De advocaat-generaal heeft in hoger beroep gevorderd verdachte wegens doodslag
te veroordelen tot een gevangenisstraf voor de duur van 12 jaren.
De discussie in hoger beroep heeft zich toegespitst op de vraag of
verdachte bij het doden van zijn echtgenote heeft gehandeld met voorbedachte
raad.
Op verzoek van de verdediging is in hoger beroep nader onderzoek
verricht. Op grond van de uitkomsten van dat nader onderzoek heeft het hof
geoordeeld dat niet met voldoende mate van zekerheid kan worden vastgesteld dat
de echtgenote van verdachte door wurging is overleden. Het hof acht gelet op de
bevindingen en conclusies van de deskundigen bewezen dat het slachtoffer is
overleden aan de gevolgen van het geweld dat met de koevoet door verdachte op
haar is uitgeoefend.
Vervolgens is het hof nagegaan of er ander bewijs is
dat verdachte met voorbedachte raad heeft gehandeld.
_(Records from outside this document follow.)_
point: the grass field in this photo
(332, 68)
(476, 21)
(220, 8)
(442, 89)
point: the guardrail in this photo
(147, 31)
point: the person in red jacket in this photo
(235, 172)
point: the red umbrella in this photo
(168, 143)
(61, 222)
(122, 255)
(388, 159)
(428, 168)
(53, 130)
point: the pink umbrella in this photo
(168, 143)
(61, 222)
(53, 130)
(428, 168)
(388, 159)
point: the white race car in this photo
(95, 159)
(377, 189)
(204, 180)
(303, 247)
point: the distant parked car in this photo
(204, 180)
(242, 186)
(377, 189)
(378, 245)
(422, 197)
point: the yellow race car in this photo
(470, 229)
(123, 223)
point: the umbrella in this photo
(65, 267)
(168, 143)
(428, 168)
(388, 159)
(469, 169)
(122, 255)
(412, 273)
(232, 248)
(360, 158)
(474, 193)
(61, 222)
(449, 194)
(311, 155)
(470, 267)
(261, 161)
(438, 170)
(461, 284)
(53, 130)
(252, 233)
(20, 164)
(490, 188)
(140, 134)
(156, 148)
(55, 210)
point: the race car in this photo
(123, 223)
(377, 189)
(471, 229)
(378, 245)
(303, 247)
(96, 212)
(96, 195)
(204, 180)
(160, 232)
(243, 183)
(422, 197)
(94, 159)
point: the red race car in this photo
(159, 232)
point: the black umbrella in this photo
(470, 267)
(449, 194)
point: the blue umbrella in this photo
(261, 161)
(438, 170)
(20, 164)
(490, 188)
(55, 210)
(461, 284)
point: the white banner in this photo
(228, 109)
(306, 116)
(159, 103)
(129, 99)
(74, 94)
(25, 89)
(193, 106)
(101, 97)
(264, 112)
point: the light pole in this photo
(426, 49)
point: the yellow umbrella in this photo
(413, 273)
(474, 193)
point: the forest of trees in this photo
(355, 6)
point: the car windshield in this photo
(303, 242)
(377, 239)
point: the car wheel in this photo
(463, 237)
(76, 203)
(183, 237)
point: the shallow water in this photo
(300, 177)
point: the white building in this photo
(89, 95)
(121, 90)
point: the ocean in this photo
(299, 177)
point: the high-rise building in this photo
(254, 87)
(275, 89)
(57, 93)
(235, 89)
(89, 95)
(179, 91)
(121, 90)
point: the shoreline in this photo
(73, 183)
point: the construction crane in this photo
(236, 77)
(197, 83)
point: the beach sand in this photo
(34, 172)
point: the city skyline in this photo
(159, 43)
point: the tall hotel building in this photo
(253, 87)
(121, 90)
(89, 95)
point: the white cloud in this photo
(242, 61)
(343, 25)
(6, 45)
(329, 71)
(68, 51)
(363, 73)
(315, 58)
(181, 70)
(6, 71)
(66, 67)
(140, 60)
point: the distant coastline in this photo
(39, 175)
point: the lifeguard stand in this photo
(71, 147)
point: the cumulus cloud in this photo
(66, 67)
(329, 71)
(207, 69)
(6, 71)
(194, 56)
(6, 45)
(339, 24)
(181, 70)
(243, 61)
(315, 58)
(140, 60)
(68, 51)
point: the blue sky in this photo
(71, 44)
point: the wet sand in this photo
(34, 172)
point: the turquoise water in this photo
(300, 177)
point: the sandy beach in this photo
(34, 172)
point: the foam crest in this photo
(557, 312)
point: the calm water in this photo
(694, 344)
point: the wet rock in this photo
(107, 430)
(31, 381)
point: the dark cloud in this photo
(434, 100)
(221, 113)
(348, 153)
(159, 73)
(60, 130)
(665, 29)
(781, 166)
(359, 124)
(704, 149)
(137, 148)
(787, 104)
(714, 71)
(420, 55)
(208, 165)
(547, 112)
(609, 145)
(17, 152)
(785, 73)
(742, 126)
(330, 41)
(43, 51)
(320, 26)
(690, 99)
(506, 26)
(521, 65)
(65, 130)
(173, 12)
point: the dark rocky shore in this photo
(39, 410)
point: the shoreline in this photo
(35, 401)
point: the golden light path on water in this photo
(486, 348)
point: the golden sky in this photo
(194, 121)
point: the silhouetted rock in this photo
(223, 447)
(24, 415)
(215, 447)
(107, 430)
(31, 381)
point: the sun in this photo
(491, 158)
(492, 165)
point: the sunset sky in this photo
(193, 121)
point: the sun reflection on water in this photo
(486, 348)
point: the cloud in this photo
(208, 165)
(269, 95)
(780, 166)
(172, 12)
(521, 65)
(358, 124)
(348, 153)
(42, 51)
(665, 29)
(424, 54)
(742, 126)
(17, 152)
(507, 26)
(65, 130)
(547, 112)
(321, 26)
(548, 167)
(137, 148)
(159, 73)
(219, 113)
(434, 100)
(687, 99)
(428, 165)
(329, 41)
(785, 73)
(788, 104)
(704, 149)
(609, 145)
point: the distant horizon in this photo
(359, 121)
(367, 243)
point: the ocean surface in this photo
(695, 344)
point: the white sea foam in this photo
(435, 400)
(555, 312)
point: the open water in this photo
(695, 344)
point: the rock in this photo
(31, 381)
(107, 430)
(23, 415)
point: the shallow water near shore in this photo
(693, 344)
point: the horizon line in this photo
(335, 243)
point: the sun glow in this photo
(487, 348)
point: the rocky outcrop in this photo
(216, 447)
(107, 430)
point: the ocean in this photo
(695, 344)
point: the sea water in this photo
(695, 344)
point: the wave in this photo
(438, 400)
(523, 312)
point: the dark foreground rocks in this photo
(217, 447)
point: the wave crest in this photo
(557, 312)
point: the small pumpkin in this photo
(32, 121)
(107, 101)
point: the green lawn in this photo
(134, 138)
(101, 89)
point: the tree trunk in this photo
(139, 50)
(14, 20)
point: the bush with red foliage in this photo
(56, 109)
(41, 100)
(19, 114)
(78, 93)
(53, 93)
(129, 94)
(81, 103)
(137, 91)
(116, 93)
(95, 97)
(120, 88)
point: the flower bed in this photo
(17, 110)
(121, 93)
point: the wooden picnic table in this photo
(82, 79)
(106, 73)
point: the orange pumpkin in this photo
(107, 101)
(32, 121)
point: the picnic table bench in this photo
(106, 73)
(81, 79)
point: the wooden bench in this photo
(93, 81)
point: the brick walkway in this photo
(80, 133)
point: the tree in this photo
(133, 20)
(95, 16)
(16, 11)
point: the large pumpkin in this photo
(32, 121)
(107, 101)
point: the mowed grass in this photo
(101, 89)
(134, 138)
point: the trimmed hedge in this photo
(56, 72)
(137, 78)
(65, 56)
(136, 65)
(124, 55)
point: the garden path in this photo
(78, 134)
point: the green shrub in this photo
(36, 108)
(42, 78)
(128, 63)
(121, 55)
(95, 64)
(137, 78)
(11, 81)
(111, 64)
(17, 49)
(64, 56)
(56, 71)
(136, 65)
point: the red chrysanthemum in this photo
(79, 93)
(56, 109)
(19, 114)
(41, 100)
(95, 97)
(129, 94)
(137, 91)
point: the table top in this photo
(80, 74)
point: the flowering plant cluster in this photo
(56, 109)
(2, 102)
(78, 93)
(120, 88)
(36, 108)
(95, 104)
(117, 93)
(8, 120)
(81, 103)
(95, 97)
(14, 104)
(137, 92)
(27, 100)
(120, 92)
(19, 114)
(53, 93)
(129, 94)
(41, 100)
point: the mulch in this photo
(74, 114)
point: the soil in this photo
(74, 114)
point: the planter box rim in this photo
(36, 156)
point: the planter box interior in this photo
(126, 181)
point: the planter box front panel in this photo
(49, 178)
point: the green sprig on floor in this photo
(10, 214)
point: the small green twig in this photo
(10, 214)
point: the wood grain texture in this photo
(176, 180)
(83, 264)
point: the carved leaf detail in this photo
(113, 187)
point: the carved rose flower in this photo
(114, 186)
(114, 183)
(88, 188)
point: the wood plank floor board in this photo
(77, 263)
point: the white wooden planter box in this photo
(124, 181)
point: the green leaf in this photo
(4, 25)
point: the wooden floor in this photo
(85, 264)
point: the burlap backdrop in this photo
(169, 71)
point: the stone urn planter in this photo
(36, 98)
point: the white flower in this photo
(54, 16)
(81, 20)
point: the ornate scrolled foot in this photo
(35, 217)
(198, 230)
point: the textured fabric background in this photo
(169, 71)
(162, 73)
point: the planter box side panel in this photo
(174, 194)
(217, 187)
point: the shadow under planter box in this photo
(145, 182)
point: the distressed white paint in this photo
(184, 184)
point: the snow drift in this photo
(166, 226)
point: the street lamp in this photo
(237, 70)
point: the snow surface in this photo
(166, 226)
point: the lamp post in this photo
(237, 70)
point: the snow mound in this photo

Tijdens de behandeling is
aan de orde geweest of de koevoet vlak voor het feit naast of onder het bed van
het slachtoffer lag zoals verdachte heeft verklaard, of dat verdachte deze
koevoet van tevoren uit de schuur heeft gehaald. Het hof heeft geoordeeld dat,
ook als verdachte de koevoet uit de schuur heeft gehaald, er gelet op de inhoud
van het dossier en de door verdachte ter terechtzitting afgelegde verklaringen
onvoldoende aanwijzingen zijn om te concluderen dat verdachte anders heeft
gehandeld dan op basis van een plotselinge emotie.
Gelet hierop is niet
komen vast te staan dat verdachte zich gedurende enige tijd heeft kunnen beraden
op het te nemen of het genomen besluit om zijn echtgenote van het leven te
beroven (zoals nodig is om van moord te kunnen spreken) en dat hij niet heeft
gehandeld in een ogenblikkelijke gemoedsopwelling. Het hof spreekt verdachte
daarom vrij van moord.
Het hof heeft, mede gelet op de bekennende
verklaring van verdachte, wel wettig en overtuigend bewezen geacht dat de
verdachte zich schuldig heeft gemaakt aan doodslag en heeft hem veroordeeld tot
een gevangenisstraf voor de duur van negen jaar.